- Born: 24 August 1883 Verona, Kingdom of Italy
- Died: 16 May 1941 (aged 57) Amba Alagi, Ethiopia
- Allegiance: Kingdom of Italy
- Branch: Royal Italian Army
- Rank: Major General
- Conflicts: Italo-Turkish War; World War I Battles of the Isonzo; ; Pacification of Libya; World War II East African Campaign Battle of Amba Alagi; ; ;
- Awards: Silver Medal of Military Valour (twice); Bronze Medal of Military Valour; War Cross for Military Valor; Military Order of Savoy;

= Giovan Battista Volpini =

Italian general during World War II

Giovan Battista Volpini (24 August 1883 - 16 May 1941) was an Italian general during World War II.

==Biography==

Volpini was born in 1883 in Verona from Piedmontese parents; his father, Carlo Volpini, was a General in the Royal Italian Army, and he followed his path by enlisting in the Army as a cavalry officer.
Most of Volpini's career took place in Italy's African colonies. In 1912 he fought in Libya during the Italo-Turkish War, after the end of which he remained in Libya, fighting the local guerrilla movement until he was wounded in action in 1915 and repatriated. After recovering and fighting on the Italian Front during World War I, where he earned a Silver Medal of Military Valour, during the 1920s he participated in the Pacification of Libya commanding for ten years, with the rank of major, a Meharist squad called "Volpini column", and initially composed of 500 riflemen and 50 horsemen. In 1923 this column, as part of the forces led by General Rodolfo Graziani, participated in the "pacification" of the Orfella region of Tripolitania. On February 4, 1924, Major Volpini, in command of 1,000 riflemen, 240 Meharists and 70 horsemen, left Nalut on the orders of the Governor Giuseppe Volpi to establish control over the region of Ghadames. On the 7th of the same month he captured Sinauen, the only oasis with water between Nalut and Ghadames. After a brief battle in Bir el Uotia, on February 15 Vopini captured Ghadames.

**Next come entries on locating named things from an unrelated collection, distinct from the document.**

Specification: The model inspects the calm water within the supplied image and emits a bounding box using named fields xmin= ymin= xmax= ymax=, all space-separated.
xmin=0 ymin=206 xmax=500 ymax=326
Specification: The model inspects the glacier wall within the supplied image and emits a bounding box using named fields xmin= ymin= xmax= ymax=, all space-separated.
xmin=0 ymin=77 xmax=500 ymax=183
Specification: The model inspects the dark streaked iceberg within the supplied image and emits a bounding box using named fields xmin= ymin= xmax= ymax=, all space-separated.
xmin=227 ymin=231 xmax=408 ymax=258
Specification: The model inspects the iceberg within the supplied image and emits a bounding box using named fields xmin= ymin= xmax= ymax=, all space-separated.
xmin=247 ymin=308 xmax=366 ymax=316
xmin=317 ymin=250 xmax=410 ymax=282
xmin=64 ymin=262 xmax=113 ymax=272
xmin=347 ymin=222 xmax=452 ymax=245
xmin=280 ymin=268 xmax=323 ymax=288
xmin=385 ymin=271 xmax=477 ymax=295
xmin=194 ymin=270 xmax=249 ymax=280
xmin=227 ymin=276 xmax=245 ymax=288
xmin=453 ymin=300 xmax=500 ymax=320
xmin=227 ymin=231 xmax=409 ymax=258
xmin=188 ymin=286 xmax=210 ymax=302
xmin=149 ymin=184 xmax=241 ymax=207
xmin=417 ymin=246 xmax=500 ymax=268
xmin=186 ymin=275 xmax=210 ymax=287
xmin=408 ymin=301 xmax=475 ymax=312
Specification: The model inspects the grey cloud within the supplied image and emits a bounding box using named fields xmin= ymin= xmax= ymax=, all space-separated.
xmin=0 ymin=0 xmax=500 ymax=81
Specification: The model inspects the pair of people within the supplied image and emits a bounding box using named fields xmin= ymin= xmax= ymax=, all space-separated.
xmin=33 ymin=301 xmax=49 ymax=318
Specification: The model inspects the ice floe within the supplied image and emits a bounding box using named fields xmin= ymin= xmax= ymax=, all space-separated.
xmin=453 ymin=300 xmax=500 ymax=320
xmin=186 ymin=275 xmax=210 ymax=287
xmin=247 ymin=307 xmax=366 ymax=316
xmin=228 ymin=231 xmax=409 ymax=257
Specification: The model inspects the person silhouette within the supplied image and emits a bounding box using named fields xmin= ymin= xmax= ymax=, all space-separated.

In Tripolitania Volpini met the Amedeo of Savoy, Duke of Aosta, with whom he established a sincere and deep friendship. When the Duke of Aosta was appointed Viceroy of Ethiopia in 1937, the then Brigadier General Volpini followed him to Italian East Africa and became, in the same year, the Duke's first aide-de-camp, Chief of Staff of the Viceregal Government in Italian East Africa and Head of the Viceregal House. Together with the Duke, he contributed to the pacification of the new colony by seeking the collaboration of the local population.

Volpini was still serving in this capacity when World War II broke out. After the fall of Addis Ababa to the British in April 1941, Volpini followed the Duke in his retreat to the mountain fortress of Amba Alagi, where Aosta and his force of 7,000 men were surrounded and besieged by some 40,000 British troops and Ethiopian irregulars.
On May 16, 1941, General Volpini was tasked by the Duke with meeting the British commanders to negotiate. On his way to the British command, however, Volpini and his Carabinieri escort, one Major and two soldiers, were stopped by Ethiopian irregulars. After a brief but excited discussion, the Ethiopians appeared to allow the Italian delegation to continue their journey, but then opened fire on them, killing all four. In his diary, the Duke of Aosta lamented the death of Volpini, who had been at his side for sixteen years. Volpini's body was recovered by the British and buried on May 19 near Fort Toselli, at the top of Amba Alagi.